|
From: Nicholas N. <nj...@cs...> - 2005-11-01 16:26:48
|
On Sun, 30 Oct 2005, Julian Seward wrote:
>>>> - To count the number of guest instructions, I count the number of
>>>> Ist_IMark statements executed. Is this the correct approach?
>
> Yes, although you can (optionally) use a different strategy which is
> cheaper. Rather than call add_one_guest_instr each time an IMark
> is passed, make the instrumentation loop increment a counter when
> it passes an IMark. Then, either at the end of the BB or when you
> get to an Ist_Exit, call a (new) fn add_N_guest_instrs and pass it
> the counter. Then reset the counter to zero. In other words,
> call the instruction-counting function once for each piece of
> straight-line code. Cachegrind uses a similar strategy.

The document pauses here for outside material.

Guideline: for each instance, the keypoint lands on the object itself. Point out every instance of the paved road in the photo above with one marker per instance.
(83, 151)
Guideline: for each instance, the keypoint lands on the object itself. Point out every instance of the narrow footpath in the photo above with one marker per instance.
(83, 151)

Why not just increment the real global counter in-line? As opposed to
incrementing a temporary counter, and periodically adding it to global
counter?
> Depending on what Nick thinks, and your hacking enthusiasm, there is
> something that would make Lackey more useful whilst still being a
> nice simple demo of how to make a tool. That is, generate counts
> for all the following events:
>
> guest instructions
> conditional branches (split into: taken, not taken)
> loads (split into: integer, FP, 64-bit SIMD, 128-bit SIMD)
> stores (split into: integer, FP, 64-bit SIMD, 128-bit SIMD)
> alu ops (split into: integer, FP, 64-bit SIMD, 128-bit SIMD)
>
> Someone on the users list asked for something like this just the
> other day (Christian Stimming, "Fast profiling in valgrind?", 25 Oct).
> Personally I think it'd be a valuable addition.
>
> Not hard to do either: for stores, examine Ist_Store, and use
> typeOfIRExpr(bb->tyenv, st->Ist.Store.data) to get the store type.
> For loads and ALU ops, you only need to look at Ist_Tmp cases
> where the Ist.Tmp.data is either Iex_Load or Iex_{Unop,Binop}.
> All statements you will ever encounter will satisfy isFlatIRStmt
> which essentially constrains them to being flat SSA-style.
I'm happy for Lackey to change. People very often ask how to get the
stream of memory accesses made by a program, I wrote "Dullard" (see
http://www.valgrind.org/downloads/variants.html?njn) to do this, but it's
based on 2.1.2 and so works with UCode.
It would be great if Lackey could give the memory accesses as well as the
info Julian suggested above, so it would serve as a much better example
tool. Ideally the different bits of functionality (getting instruction
counts, getting memory access traces) would be clearly delineated so that
people could chop out the bits they don't need easily... perhaps having
various options like --trace-mem-accesses, --do-instr-counts, etc, would
make this obvious.
As for efficiency, it might be best to keep things simple -- eg. one C
call per IMark -- but have comments that briefly describe how things might
be done more efficiently.
Nick
|